A Geografia é uma ciência antiga, que estuda e está atenta à evolução dos fenómenos e aos seus impactos nos territórios. A sua formação permite aos geógrafos uma leitura integradora (dos espaços e dos fenómenos a diferentes escalas) e daí um papel de maior intervenção quando as decisões exigem abordagens holísticas face à complexidade dos problemas. Diria que os contributos, que felizmente têm tido maior visibilidade em diversos domínios das sociedades (também em Portugal) exigem, por um lado, a solidez da formação e procurar intensificar a utilização do saber e do saber fazer dos geógrafos. São hoje diversas as formas de participação dos geógrafos para além da esfera académica. O desafio de utilização de massas significativas de dados com recurso a novas tecnologias (por exemplo o rastreio dos telemóveis que permite identificar a nossa localização e como nos movemos, etc). Há que prosseguir essa atuação para responder de forma adequada aos desafios do mundo contemporâneo. 

Dois livros que recomenda…

No domínio das migrações recomendo o clássico The Age of Migration (Stephen Castles, Hein de Haas e Mark Miller), um livro que tem vindo a ser atualizado em sucessivas reedições e que dá uma perspectiva global das migrações internacionais, com vários exemplos à escala regional, e a utilização de muitos dados estatísticos e mapas. É um bom livro para iniciar os estudos sobre as migrações e que continua a ser um clássico a revisitar. A segunda recomendação é de um livro que ainda estou a ler, que se chama Teoria da Viagem. Uma poética da Geografia, de Michel Onfray, um filósofo francês que faz neste pequeno livro um elogio à arte de viajar.

Nesta fase em que nos pedem que fiquemos em casa, a leitura deste livro pode ajudar a compreender o que nos impele a viajar, o desejo de viajar, o que descobrimos nas viagens e, quem sabe, começar a preparar, quando nos for possível, uma próxima viagem. 

Uma personalidade que admira…

Raquel Soeiro de Brito, pelo pioneirismo e pela visão. Integrou o grupo de professores que fundou a Universidade Nova de Lisboa, e a ela devemos a criação do DGPR e do curso de licenciatura em Geografia e Planeamento Regional com um plano de estudos inovador em relação aos restantes cursos de Geografia que existiam em Portugal.

É uma das primeiras mulheres doutoradas em Portugal, a primeira em Geografia, e que teve numa altura difícil, no final dos anos 70, a visão e a energia para criar a Geografia da NOVA. Mas a admiração vem também do exemplo de geógrafa de campo, da escrita fluída e pela forma como fixou em fotografia (uma das suas paixões) as paisagens portuguesas e de muitos outros lugares do mundo, sobretudo de lugares onde se fala português.

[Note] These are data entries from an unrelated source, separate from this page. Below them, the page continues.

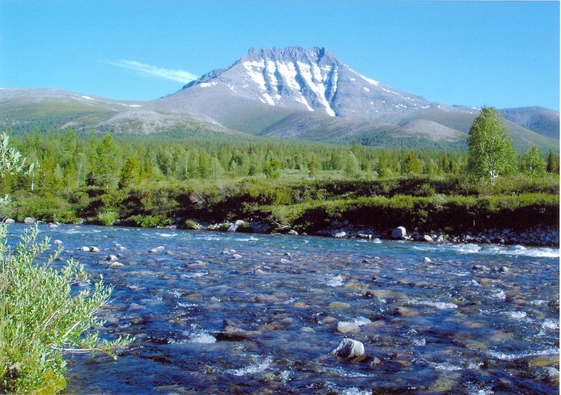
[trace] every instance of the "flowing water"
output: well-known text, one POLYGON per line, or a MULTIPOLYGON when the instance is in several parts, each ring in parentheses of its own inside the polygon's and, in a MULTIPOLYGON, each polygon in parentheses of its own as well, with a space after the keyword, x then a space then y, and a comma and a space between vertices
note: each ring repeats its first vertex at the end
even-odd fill
POLYGON ((557 248, 40 229, 114 286, 102 334, 136 337, 69 357, 69 393, 558 391, 536 373, 559 368, 557 248), (332 355, 344 337, 366 356, 332 355))

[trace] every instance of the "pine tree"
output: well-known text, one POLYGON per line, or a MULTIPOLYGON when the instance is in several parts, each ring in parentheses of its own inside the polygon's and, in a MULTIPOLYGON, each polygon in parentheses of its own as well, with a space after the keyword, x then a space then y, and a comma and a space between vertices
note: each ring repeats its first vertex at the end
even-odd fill
POLYGON ((95 183, 104 187, 117 183, 121 157, 119 149, 110 135, 106 135, 95 148, 95 166, 93 177, 95 183))
POLYGON ((421 163, 412 151, 408 151, 401 163, 401 171, 404 174, 421 173, 421 163))
POLYGON ((546 161, 540 155, 539 151, 533 144, 530 144, 522 158, 524 171, 530 179, 543 174, 546 171, 546 161))
POLYGON ((349 157, 345 165, 345 174, 349 177, 356 178, 360 173, 360 165, 358 159, 351 151, 349 152, 349 157))
POLYGON ((126 188, 138 181, 138 163, 134 156, 129 156, 121 169, 119 187, 126 188))
POLYGON ((549 150, 546 170, 548 173, 559 173, 559 156, 553 153, 553 149, 549 150))

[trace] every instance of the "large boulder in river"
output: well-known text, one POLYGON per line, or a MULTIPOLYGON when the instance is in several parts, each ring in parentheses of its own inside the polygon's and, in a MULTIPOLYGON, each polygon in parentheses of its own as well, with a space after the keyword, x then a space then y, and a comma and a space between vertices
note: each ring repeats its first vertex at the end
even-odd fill
POLYGON ((333 355, 342 358, 356 358, 364 355, 364 344, 353 339, 343 339, 337 347, 331 352, 333 355))
POLYGON ((407 231, 403 227, 398 227, 391 231, 391 238, 395 240, 402 240, 405 238, 407 231))

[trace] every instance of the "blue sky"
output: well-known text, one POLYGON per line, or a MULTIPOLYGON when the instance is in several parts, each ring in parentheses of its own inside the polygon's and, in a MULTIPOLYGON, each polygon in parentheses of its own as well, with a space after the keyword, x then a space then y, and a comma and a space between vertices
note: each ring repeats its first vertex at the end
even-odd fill
POLYGON ((150 100, 250 47, 325 46, 431 101, 559 109, 557 1, 0 0, 0 86, 150 100))

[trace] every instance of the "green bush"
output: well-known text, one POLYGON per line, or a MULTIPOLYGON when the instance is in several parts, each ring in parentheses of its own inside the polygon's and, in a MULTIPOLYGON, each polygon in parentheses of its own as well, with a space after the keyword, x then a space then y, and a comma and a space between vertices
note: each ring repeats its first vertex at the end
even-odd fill
POLYGON ((109 227, 119 220, 119 213, 116 211, 109 210, 97 214, 97 217, 92 221, 92 223, 109 227))
POLYGON ((33 217, 46 222, 76 222, 76 215, 72 204, 62 197, 21 194, 14 197, 16 218, 20 221, 25 217, 33 217))
POLYGON ((133 215, 126 220, 126 223, 140 227, 166 227, 173 225, 173 220, 163 214, 158 215, 133 215))
POLYGON ((199 229, 198 224, 197 224, 193 220, 187 220, 185 221, 185 229, 188 229, 190 230, 197 230, 199 229))
POLYGON ((115 356, 116 347, 132 339, 101 340, 90 328, 102 325, 95 316, 111 295, 102 279, 88 283, 83 267, 69 260, 60 272, 35 258, 46 251, 48 241, 36 242, 38 229, 25 231, 13 251, 6 243, 6 227, 0 225, 0 392, 52 394, 66 384, 64 356, 83 350, 115 356))

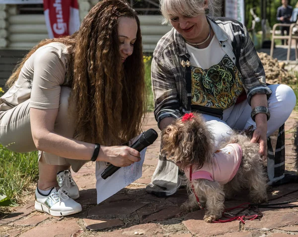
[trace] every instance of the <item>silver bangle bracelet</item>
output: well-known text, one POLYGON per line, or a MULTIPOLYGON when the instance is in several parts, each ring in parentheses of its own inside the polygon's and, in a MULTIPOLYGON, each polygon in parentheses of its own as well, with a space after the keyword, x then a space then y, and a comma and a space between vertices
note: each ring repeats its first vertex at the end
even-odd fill
POLYGON ((252 109, 251 111, 251 113, 250 114, 250 116, 254 122, 255 122, 255 117, 256 115, 259 113, 266 114, 266 115, 267 116, 267 121, 268 121, 270 118, 270 112, 267 107, 256 106, 252 109))

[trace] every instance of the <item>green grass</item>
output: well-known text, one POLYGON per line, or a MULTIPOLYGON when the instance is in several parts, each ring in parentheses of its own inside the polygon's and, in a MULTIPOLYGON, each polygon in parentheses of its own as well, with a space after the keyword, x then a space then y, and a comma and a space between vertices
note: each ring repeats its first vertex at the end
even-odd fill
POLYGON ((37 179, 37 152, 15 153, 2 146, 0 149, 0 194, 19 202, 22 191, 37 179))

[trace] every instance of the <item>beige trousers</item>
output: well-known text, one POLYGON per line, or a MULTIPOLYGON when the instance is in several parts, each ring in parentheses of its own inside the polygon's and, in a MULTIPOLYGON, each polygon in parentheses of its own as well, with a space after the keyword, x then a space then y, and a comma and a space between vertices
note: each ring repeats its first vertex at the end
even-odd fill
MULTIPOLYGON (((64 137, 74 138, 74 116, 68 114, 69 98, 71 89, 61 86, 60 101, 54 132, 64 137)), ((37 151, 31 131, 30 122, 30 99, 12 109, 4 112, 0 116, 0 143, 3 146, 12 143, 8 149, 15 152, 26 153, 37 151)), ((49 164, 71 165, 77 172, 86 163, 85 160, 69 159, 39 151, 38 160, 42 154, 49 164)))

Um desejo para o futuro da geografia…

Que os avanços tecnológicos e a oportunidade que é criada pelo acesso a novos dados (big data) sejam bem aproveitados, valorizando a prática do geógrafo e o seu contributo para conhecer mais e agir melhor. A Geografia serve para aproximar povos e para melhorar a vida das pessoas. É para isso que trabalhamos e eu acho que o futuro só pode ser risonho.